Using this log, as long as we talk to a non-empty subset of the OSDs which must have accepted any completed writes from the most recent interval in which we accepted writes, we can determine a conservative log which must contain any write which has been reported to a client as committed. There is some freedom here, we can choose any log entry between the oldest head remembered by an element of that set (any newer cannot have completed without that log containing it) and the newest head remembered (clearly, all writes in the log were started, so it’s fine for us to remember them) as the new head. This is the main point of divergence between replicated pools and ec pools in PG/PrimaryLogPG: replicated pools try to choose the newest valid option to avoid the client needing to replay those operations and instead recover the other copies. EC pools instead try to choose the oldest option available to them.

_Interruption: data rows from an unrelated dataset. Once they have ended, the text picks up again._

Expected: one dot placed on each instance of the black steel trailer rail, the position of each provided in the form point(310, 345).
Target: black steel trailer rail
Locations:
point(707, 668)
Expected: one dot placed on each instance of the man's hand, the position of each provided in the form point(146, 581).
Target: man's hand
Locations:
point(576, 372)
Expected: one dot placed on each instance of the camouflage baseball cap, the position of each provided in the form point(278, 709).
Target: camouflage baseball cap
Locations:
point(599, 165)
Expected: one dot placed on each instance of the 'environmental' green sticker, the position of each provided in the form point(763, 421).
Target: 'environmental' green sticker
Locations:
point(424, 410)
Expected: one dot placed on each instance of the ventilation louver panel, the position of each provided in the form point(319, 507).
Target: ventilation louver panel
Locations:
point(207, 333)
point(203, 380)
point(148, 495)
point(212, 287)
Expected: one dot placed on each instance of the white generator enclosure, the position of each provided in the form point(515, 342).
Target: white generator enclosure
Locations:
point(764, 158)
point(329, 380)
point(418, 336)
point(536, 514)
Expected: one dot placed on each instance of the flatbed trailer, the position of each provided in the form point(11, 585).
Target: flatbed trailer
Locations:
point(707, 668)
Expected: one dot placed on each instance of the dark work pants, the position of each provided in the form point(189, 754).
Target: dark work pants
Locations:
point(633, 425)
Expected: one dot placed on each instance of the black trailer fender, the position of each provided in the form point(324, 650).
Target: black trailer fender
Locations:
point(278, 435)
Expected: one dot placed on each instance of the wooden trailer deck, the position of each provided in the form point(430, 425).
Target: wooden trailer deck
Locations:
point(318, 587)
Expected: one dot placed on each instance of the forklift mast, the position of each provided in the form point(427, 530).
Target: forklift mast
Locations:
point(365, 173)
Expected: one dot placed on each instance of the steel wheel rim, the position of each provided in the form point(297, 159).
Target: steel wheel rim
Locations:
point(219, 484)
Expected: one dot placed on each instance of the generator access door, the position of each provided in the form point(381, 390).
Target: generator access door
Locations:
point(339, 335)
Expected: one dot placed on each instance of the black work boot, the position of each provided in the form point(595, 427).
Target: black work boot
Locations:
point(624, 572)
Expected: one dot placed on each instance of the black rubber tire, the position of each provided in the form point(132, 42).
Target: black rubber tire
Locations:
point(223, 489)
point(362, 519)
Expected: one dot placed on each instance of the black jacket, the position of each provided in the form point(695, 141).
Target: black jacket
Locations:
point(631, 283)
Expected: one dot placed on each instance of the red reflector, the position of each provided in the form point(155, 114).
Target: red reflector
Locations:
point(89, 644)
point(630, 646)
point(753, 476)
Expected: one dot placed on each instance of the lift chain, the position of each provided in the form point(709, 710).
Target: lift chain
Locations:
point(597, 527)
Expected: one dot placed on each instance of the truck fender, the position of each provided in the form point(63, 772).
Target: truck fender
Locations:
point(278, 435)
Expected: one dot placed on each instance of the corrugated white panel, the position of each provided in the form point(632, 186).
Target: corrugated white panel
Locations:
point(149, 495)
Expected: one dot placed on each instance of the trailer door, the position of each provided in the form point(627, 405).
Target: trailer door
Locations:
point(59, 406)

The reason for this gets to the heart of the rest of the differences in implementation: one copy will not generally be enough to reconstruct an ec object. Indeed, there are encodings where some log combinations would leave unrecoverable objects (as with a 4+2 encoding where 3 of the replicas remember a write, but the other 3 do not – we don’t have 3 copies of either version). For this reason, log entries representing unstable writes (writes not yet committed to the client) must be rollbackable using only local information on ec pools. Log entries in general may therefore be rollbackable (and in that case, via a delayed application or via a set of instructions for rolling back an inplace update) or not. Replicated pool log entries are never able to be rolled back.
For more details, see PGLog.h/cc, osd_types.h:pg_log_t, osd_types.h:pg_log_entry_t, and peering in general.